Suffolk school lashes out at Suffolk County Council for controversial school transport policy ahead of consultation closing today
PUBLISHED: 08:23 28 February 2018 | UPDATED: 08:54 28 February 2018
A school in Suffolk has spoken out against a controversial council policy that could see 240 of its students lose their entitlement to free school transport.
The news comes as the consultation into the policy is due to close today, having gathered 3,500 responses over the course of three months.
In a survey conducted last week, the staff at East Bergholt High School (EBHS) found that 70% of its parents would be forced to bring their child to school by car if Suffolk County Council’s (SCC) new school transport policy were to be introduced.
They even discovered that some children would have no choice but to switch schools should the change be implemented.
The proposed policy would target free transport offered to children who travel to a school that is not the nearest to their homes.
If the policy is approved by the cabinet in June, SCC could cut £3m from the £21m budget for home-to-school transport.
The proposal has faced significant backlash from teachers and families across the county, with a number of schools taking part in a demonstration earlier this month, at which parents vowed to show the authority how the plans will cause traffic congestion by taking their children to school by car.
A petition to drop the consultation into the cuts has also been signed by over 8,000 people since it was launched by a concerned parent in January.
Colin Turner, headteacher at EBHS, said: “From our survey, it is clear, that if implemented, the Council’s proposed transport policy would cause a significant increase in the amount of traffic entering the village every day.
“More worrying is the number of children who will be forced to change schools because their parents can neither afford the cost of school transport nor have easy access to a car. I am very concerned about amount of stress and worry these proposals are causing to a large number of families.
“I appreciate the Council is having to make financial savings in all areas of its work, but the consultation documentation seems to be lacking in financial modelling, and there are many considerations which will impact upon the amount of savings they could make, which appear to have been omitted from the consultation.
“For example, they do not seem to have taken into account the transport they will undoubtedly need to provide for children if the route to their nearest school is deemed unsafe to walk. Also they have not considered the need to provide transport for children to an alternative school if their nearest school is full.”
Jack Abbott, Labour’s education spokesperson for SCC and prominent critic of the policy, said: “These proposals, championed by Colin Noble and his Tory administration, have proved to be hugely divisive. They have reinforced the idea that politicians are ‘out of touch’ by showing they have no real understanding of the pressures that Suffolk’s schools and families are under.
“Options 1 and 2 could see the displacement of thousands of children, which we know will affect their educational outcomes.
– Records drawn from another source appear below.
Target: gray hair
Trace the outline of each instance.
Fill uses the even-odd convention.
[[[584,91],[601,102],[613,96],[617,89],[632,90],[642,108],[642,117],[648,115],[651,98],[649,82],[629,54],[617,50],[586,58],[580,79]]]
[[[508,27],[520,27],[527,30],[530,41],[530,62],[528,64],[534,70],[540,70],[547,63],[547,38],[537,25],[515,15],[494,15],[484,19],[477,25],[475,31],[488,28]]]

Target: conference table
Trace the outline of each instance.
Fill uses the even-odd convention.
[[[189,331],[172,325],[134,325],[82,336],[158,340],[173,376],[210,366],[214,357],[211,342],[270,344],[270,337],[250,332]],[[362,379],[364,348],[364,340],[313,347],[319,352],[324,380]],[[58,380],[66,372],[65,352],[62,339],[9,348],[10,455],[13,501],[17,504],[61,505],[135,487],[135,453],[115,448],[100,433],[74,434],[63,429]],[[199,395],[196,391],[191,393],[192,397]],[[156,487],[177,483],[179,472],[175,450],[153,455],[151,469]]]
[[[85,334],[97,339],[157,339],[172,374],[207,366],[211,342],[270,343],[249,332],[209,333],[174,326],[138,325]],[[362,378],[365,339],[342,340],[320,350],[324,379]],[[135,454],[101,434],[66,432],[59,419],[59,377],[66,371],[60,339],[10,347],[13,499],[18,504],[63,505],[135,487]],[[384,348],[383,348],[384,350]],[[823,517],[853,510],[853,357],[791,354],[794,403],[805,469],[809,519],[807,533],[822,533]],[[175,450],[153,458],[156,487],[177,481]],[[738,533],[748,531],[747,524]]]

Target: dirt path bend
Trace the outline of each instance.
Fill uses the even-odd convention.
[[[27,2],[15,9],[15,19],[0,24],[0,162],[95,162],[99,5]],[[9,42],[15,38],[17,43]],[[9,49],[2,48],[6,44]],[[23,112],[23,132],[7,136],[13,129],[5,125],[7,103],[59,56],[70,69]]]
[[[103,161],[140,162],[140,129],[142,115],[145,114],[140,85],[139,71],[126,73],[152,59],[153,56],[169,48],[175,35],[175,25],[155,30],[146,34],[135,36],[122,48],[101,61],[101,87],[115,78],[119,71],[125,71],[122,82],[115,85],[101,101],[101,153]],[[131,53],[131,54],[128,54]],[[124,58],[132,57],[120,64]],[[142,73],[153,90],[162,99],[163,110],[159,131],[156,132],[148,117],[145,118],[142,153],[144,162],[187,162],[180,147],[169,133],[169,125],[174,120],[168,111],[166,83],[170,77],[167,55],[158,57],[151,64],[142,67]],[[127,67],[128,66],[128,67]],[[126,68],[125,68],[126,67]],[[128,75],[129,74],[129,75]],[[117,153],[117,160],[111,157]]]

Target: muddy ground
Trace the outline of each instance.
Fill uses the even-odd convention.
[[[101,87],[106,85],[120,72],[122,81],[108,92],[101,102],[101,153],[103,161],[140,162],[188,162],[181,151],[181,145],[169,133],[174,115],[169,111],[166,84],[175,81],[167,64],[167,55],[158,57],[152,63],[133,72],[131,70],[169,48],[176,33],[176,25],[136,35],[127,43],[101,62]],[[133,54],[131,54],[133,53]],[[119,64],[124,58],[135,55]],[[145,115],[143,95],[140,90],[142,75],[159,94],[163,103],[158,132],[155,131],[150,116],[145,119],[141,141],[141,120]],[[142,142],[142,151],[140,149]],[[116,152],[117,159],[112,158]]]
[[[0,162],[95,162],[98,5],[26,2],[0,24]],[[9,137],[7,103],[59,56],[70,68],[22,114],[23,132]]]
The changes will cost families nearly one thousand pounds per child and heap further budgetary pressures on schools, some of which will lose out on millions of pounds.
“This consultation has cost the taxpayer tens of thousands of pounds and will waste hundreds of man hours, resources that are desperately needed elsewhere, undermining the notion that these plans are about saving money.
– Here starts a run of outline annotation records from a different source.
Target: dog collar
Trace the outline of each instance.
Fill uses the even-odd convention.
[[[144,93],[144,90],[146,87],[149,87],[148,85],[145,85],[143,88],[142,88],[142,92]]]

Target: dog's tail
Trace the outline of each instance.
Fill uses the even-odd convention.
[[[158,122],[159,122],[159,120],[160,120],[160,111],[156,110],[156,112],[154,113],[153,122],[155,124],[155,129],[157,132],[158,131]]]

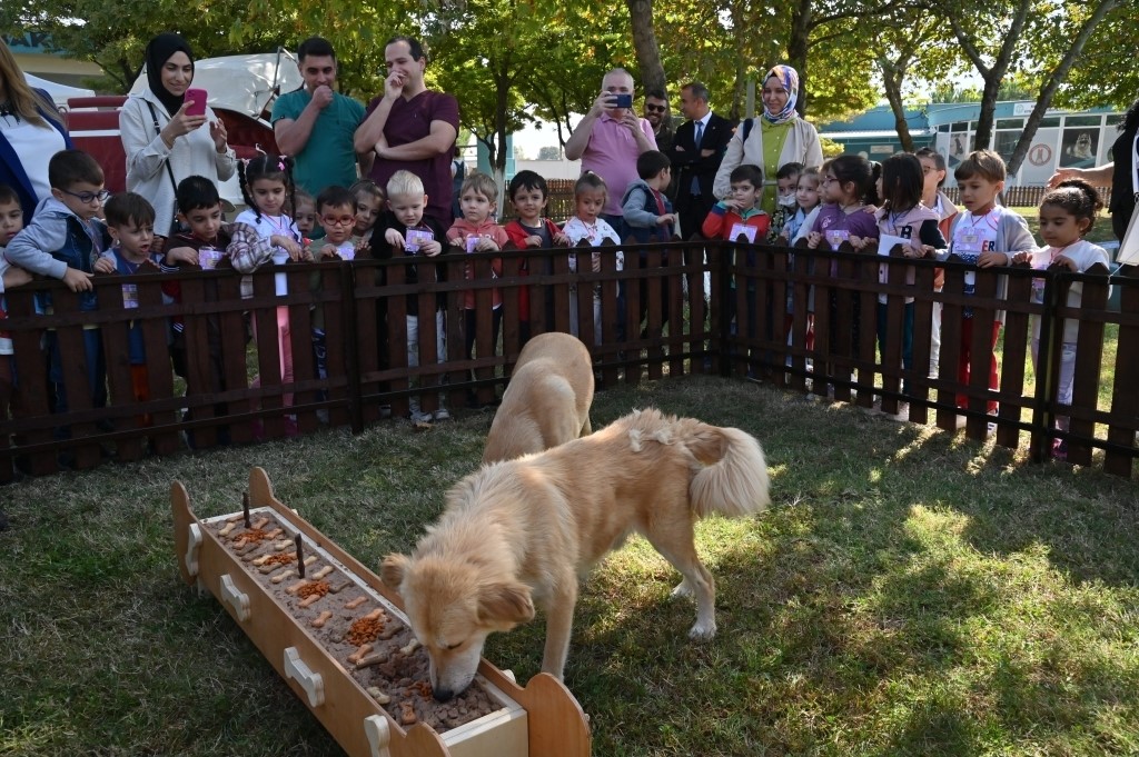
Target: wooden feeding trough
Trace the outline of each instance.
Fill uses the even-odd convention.
[[[449,702],[399,595],[249,471],[241,511],[199,520],[171,485],[182,578],[207,590],[351,757],[588,757],[573,694],[540,673],[526,688],[485,659]]]

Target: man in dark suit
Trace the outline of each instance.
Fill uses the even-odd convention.
[[[680,234],[689,239],[715,205],[712,183],[734,130],[730,121],[708,108],[708,90],[700,82],[680,88],[680,112],[688,121],[677,129],[669,157],[677,178]]]

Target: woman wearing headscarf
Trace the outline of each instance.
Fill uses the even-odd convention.
[[[39,201],[51,196],[48,162],[71,147],[51,98],[27,85],[15,56],[0,40],[0,184],[16,190],[25,225]]]
[[[822,165],[822,148],[814,126],[798,117],[798,72],[776,66],[763,79],[763,113],[746,118],[736,127],[728,151],[715,174],[712,191],[716,199],[731,195],[728,178],[737,166],[757,165],[763,170],[763,209],[776,209],[776,172],[787,163]]]
[[[1083,179],[1093,187],[1111,187],[1112,230],[1121,242],[1128,231],[1131,216],[1139,199],[1139,100],[1131,104],[1120,123],[1120,135],[1112,145],[1111,163],[1093,168],[1057,168],[1049,187],[1056,187],[1067,179]]]
[[[177,217],[174,191],[187,176],[213,182],[233,175],[237,159],[226,140],[226,126],[206,107],[187,114],[186,90],[194,81],[194,52],[178,34],[159,34],[146,48],[148,88],[132,94],[118,114],[126,153],[126,189],[154,205],[155,233],[170,234]]]

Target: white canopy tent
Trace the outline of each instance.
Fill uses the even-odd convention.
[[[194,87],[204,89],[211,108],[244,113],[254,118],[265,110],[273,97],[292,92],[303,84],[296,58],[278,48],[277,52],[232,55],[194,61]],[[131,87],[131,94],[147,88],[146,67]]]
[[[68,87],[67,84],[57,84],[56,82],[48,81],[47,79],[40,79],[39,76],[33,76],[28,73],[24,74],[24,80],[27,82],[28,87],[44,90],[48,94],[50,94],[51,101],[56,104],[57,108],[66,107],[67,100],[73,97],[95,97],[95,90],[85,90],[80,87]]]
“I hope that, over the next few months, the council’s review of the consultation responses is transparent and robust and the council will come to a pragmatic, sensible decision.
“As residents of Suffolk, we will be relying on Colin Noble and his cabinet to put party politics and ideology to one side, listen to the thousands of voices who have spoken out against these proposals, restore some faith in our county council, and deliver a solution that puts Suffolk first.”
A county council spokesperson said: “£21m of Suffolk taxpayers’ money is spent each year transporting children to and from school. It’s therefore an issue for everyone to think about, whether or not you have children at school.”